Jésus
enseigne qu’il faut que le grain de blé meure pour que la vie
surgisse, en nous invitant à comprendre que chacun de nous est cette
petite semence qui doit consentir à mourir pour répandre la vie en
abondance. Quiconque prend ce message au sérieux réalise que
l’évangile n’est pas du bonbon. C’est exigeant, comme l’amour l’est
toujours. Perdre sa vie, en la donnant aux autres : voilà le sens
que Dieu donne à l’engagement à suivre son Fils. Pas de demi-
mesure.
Beaucoup de gens y croient et se dévouent sans compter, dans tous
les milieux de nos sociétés, et pas seulement dans les groupes de
vie chrétienne. Et vivre ainsi, c’est suivre Jésus, et entrer dans
son modèle de générosité sans limite.
L’enseignement
de Jésus suggère que la souffrance librement consentie pour le
bonheur des autres est multiplicatrice de bonté. Elle donne beaucoup
de fruit. Elle fait retentir la qualité de cœur de Jésus dans la vie
des gens.
Ce beau texte est le reflet du sacrifice des martyrs, dont le diacre
saint Laurent, qui n’a pas hésité à témoigner de son maître le
Crucifié et a ainsi servi la cause des pauvres de Rome à qui il
apportait le secours de la charité chrétienne. Qui se détache de sa
vie en ce monde la garde en vie éternelle.

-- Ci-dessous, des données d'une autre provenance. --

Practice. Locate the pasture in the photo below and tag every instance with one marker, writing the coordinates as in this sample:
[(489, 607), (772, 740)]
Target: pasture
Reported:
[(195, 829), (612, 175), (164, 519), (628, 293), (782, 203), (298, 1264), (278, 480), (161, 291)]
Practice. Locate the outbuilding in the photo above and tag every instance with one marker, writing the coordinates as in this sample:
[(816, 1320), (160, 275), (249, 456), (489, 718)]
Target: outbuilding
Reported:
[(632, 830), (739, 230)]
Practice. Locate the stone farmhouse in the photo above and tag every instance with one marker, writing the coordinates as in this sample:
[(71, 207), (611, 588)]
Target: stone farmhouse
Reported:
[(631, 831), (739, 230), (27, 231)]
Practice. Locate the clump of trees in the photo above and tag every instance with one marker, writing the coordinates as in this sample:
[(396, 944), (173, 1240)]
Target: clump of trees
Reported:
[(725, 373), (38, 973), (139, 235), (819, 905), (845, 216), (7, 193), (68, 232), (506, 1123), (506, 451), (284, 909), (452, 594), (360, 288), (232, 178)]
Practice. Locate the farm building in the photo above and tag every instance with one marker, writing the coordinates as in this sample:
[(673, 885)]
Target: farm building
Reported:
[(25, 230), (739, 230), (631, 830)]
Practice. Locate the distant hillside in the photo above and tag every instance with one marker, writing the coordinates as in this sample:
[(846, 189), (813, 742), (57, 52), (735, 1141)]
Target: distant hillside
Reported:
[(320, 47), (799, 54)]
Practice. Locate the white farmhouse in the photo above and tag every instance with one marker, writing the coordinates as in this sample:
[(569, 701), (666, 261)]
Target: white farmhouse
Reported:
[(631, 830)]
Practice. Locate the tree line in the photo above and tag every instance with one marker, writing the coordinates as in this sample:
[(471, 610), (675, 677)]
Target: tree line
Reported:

Les enseignements de Jésus réfèrent souvent au
travail du jardinier. Il parle de l’arbre bon qui donne du bon
fruit, de la petite graine qui devient un grand arbre, de la semence
répandue dans des endroits divers, de l’ivraie et du bon grain, des
lys des champs, etc. Jésus le Jardinier nous invite à bien
entretenir notre jardin intérieur, à prendre soin de nos valeurs et
de notre vie spirituelle. Avec Lui, cultivons le grand rêve d’une
vie d’amour totalement donnée à Dieu et aux autres.